Quand, du haut de la pointe du Raz, le guide a énuméré au voyageur tous les écueils qui hérissent cette côte, il ne manque jamais, en terminant, de lui signaler au large, dans les profondeurs de l'Ouest, une silhouette grise et fuyante, à peine visible au-dessus des eaux. C'est l'Ile de Sein, Énès Sizun. Le plus souvent, on l'appelle Énès, tout court. Un vaste fossé houleux la sépare du reste du monde. Les gens du continent n'en parlent qu'avec mystère: une légende tragique plane sur elle et une sorte de tabou la protège. On ne sait jamais, au départ, quand on y arrivera, ni même s'il vous sera donné d'y atteindre. C'est proprement une terre sacrée, au sens antique du mot. Comme les vestales barbares dont elle passe pour avoir été le séjour, elle garde, dans les lointaines solitudes de la mer, une espèce de virginité farouche.

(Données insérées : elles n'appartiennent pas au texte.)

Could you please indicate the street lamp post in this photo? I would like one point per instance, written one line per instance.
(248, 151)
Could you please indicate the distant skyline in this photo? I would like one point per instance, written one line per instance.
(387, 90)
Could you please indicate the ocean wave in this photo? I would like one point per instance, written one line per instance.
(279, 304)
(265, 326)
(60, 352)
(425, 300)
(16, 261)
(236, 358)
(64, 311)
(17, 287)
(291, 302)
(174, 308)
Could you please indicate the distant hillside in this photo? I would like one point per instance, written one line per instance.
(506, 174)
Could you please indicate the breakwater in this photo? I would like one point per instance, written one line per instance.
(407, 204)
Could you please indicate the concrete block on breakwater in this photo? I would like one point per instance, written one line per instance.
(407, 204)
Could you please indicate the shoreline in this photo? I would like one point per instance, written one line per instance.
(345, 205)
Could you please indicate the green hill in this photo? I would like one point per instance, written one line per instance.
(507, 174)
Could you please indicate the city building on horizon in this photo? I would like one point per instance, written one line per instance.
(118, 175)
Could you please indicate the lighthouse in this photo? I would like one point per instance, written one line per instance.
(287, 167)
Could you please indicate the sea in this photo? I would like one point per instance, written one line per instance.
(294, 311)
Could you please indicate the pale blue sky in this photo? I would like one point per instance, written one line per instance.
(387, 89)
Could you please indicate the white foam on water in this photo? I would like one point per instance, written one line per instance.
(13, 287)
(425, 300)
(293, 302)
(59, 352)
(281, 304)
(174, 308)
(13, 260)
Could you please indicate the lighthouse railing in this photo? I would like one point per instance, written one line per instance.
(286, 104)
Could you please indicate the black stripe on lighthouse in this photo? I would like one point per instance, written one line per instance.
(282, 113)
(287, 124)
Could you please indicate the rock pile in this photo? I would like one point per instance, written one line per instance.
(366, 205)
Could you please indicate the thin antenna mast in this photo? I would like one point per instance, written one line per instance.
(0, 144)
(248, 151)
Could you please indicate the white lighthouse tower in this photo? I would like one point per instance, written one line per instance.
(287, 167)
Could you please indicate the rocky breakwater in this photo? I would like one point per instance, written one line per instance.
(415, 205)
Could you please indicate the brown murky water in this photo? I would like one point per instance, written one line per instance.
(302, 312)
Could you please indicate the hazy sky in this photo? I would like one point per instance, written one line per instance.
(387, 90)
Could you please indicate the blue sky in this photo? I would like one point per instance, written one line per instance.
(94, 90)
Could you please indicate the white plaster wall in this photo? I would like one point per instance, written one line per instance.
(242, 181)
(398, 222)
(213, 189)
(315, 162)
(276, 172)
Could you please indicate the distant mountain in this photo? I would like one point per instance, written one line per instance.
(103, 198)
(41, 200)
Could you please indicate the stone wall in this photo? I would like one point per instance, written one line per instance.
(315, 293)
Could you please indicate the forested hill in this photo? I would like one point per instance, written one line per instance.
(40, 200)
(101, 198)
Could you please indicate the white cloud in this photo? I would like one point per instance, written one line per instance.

Un bateau à voiles fait deux fois par semaine, lorsque le temps le permet, le trajet d'Audierne à l'île. Nous levons l'ancre un samedi soir, à l'heure du jusant. Comme passagers, quelques femmes du Cap, déjà malades avant d'avoir quitté le quai, et un prêtre qui se rend là-bas pour aider à la célébration du pardon. L'équipage se compose en tout de trois personnes: un mousse, un matelot et le patron Menou. Celui-ci, dont les fastes du sauvetage ont eu plus d'une fois à enregistrer le nom, se montre d'abord à nous dans l'accoutrement d'un facteur des postes; mais il a vite fait de jeter bas cette livrée officielle, pour revêtir le seul costume qui aille avec sa tête rude: l'étroit béret, le tricot de laine et le pantalon de toile bise.

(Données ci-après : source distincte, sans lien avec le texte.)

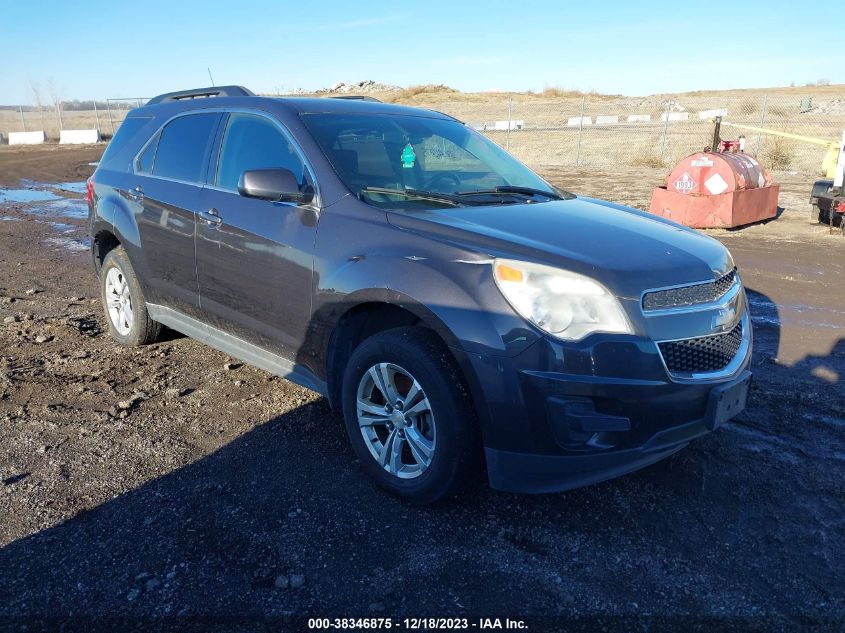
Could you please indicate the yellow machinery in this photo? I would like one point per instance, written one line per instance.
(831, 158)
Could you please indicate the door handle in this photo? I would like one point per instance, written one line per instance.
(136, 194)
(211, 217)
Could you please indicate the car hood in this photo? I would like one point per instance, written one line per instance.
(626, 249)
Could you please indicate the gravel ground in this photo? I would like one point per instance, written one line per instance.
(170, 480)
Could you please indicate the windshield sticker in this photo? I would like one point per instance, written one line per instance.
(408, 157)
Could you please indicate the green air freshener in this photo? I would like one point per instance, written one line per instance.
(408, 157)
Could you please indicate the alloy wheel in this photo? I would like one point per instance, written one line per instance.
(396, 420)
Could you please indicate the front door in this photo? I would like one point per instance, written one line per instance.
(255, 257)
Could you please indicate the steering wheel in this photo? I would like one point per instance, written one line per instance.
(429, 184)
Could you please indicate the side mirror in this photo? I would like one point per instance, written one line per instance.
(277, 185)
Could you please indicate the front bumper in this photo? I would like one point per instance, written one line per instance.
(558, 417)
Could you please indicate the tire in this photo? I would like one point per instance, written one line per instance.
(129, 322)
(444, 428)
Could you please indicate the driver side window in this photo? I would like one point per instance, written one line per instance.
(254, 142)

Ciel lumineux; mer calme, zébrée de grandes moires, toute pailletée d'argent clair; brise intermittente et lourde, tel qu'un air chaud remué par un éventail. A notre droite, défilent tour à tour l'arête du môle, les pentes arides et tourmentées des dunes de Trez-Cadek, puis la longue traînée de roches abruptes que domine le sémaphore de l'Hervilly… Nous sommes au large. L'azur glauque des eaux s'est épaissi; les remous se font plus sonores à l'avant de la barque, et le vent bruit d'un souffle plus ample. Voici déjà les croupes austères du pays du Cap dont le soleil d'août achève de brûler la maigre végétation. Elles forment, dans la direction du Nord, un mur continu, d'un blond roux, avec des fentes, des lézardes, qui laissent apercevoir la coulée verte et sinueuse d'un minuscule vallon. Par l'ouverture d'une de ces brèches, une chapelle exhibe son toit gondolé et son menu clocher de granit. Le patron hèle le prêtre, à l'autre bout du bateau:

—C'est le moment de dire l'oraison, monsieur le Curé!

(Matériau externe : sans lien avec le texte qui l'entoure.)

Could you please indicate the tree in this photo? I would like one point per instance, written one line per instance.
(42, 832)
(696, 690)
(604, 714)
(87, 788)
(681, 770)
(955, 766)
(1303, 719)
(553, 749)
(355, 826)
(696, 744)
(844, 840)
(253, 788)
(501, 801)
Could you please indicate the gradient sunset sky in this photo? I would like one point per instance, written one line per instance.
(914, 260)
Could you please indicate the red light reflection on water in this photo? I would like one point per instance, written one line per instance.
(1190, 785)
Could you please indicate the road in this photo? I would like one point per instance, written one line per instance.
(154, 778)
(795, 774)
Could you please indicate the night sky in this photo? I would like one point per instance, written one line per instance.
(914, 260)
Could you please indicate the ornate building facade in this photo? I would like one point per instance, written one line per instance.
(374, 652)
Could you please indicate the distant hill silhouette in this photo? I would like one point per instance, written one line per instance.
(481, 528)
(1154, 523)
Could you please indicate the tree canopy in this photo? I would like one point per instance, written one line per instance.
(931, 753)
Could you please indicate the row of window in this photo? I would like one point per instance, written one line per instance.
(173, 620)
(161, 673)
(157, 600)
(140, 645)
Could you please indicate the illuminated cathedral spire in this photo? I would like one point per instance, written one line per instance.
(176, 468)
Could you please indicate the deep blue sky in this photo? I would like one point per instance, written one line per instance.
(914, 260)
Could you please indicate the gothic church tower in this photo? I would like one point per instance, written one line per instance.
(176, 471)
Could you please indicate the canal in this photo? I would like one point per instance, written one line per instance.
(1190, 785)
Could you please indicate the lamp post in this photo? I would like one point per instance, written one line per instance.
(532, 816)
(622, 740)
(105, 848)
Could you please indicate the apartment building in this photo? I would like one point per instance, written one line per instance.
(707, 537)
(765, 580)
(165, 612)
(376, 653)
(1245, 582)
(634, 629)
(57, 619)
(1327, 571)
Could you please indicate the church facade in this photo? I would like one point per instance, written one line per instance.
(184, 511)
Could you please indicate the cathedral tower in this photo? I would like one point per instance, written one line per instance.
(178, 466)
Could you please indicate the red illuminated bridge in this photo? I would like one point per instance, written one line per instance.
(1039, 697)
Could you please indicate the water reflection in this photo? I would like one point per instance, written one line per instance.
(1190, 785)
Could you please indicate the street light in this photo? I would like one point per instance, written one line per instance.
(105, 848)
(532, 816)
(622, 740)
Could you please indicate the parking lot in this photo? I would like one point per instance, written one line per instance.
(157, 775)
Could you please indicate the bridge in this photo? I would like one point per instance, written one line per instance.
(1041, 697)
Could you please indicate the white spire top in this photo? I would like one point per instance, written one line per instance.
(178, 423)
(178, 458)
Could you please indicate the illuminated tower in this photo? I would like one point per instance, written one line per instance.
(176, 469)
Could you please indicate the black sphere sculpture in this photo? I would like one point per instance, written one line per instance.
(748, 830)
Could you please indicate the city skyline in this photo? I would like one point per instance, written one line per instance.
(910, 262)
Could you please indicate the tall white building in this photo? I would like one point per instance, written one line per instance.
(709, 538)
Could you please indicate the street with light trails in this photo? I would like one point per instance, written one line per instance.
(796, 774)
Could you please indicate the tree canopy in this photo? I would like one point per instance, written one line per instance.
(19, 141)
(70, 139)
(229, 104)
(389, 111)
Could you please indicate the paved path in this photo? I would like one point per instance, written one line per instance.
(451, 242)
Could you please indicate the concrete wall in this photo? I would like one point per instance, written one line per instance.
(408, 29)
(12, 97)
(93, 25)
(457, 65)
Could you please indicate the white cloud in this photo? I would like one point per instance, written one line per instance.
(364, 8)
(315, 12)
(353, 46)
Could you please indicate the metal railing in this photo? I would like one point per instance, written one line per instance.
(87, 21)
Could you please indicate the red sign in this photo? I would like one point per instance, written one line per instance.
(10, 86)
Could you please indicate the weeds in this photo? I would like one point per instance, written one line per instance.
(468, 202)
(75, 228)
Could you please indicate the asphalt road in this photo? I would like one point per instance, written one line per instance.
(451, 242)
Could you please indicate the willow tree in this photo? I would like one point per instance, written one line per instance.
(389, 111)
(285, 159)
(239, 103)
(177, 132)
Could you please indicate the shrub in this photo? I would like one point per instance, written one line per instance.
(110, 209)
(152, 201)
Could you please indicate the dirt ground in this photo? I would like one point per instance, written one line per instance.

Le sanctuaire est celui de Notre-Dame-de-Bon-Voyage, devant qui nul «îlien» ne passe sans adresser à la Vierge un salut et une invocation. Malheur au mécréant qui ne se conformerait point à l'usage! Les fins rubans d'eau bleuâtre qui veinent au loin la mer, et qui ne sont autres que les terribles courants du Raz, se saisiraient de lui, l'envelopperaient de leur réseau et le promèneraient d'une course éperdue autour de l'île, jusqu'au jour du dernier jugement.

Le prêtre s'est levé: debout au pied du mât, cramponné d'une main à un cordage, il récite l'Angelus et le De profundis; l'assistance, tête nue, donne les répons. Les femmes elles-mêmes ont trouvé la force de se mettre à genoux et estropient les versets latins entre deux hoquets. La scène est d'une beauté simple et forte. Je m'attendais, sur la foi des livres, à la fameuse prière, mentionnée dans tous les Guides:

Sois-nous en aide, ô Dieu, pour traverser le Raz!
La barque est si petite, et la mer est si grande!

Encore une de ces fictions, paraît-il, dont il faut faire son deuil! Pure fantaisie de clerc lettré, séduit par une facile antithèse! Les habitants de ces parages ne la connaissent que pour l'avoir entendu baragouiner à des étrangers, à des touristes. C'est un article d'importation.

Le couchant baigne les lointains d'une clarté d'or pâle. Et, sur ce fond éclatant, l'île émerge peu à peu, comme dans une gloire.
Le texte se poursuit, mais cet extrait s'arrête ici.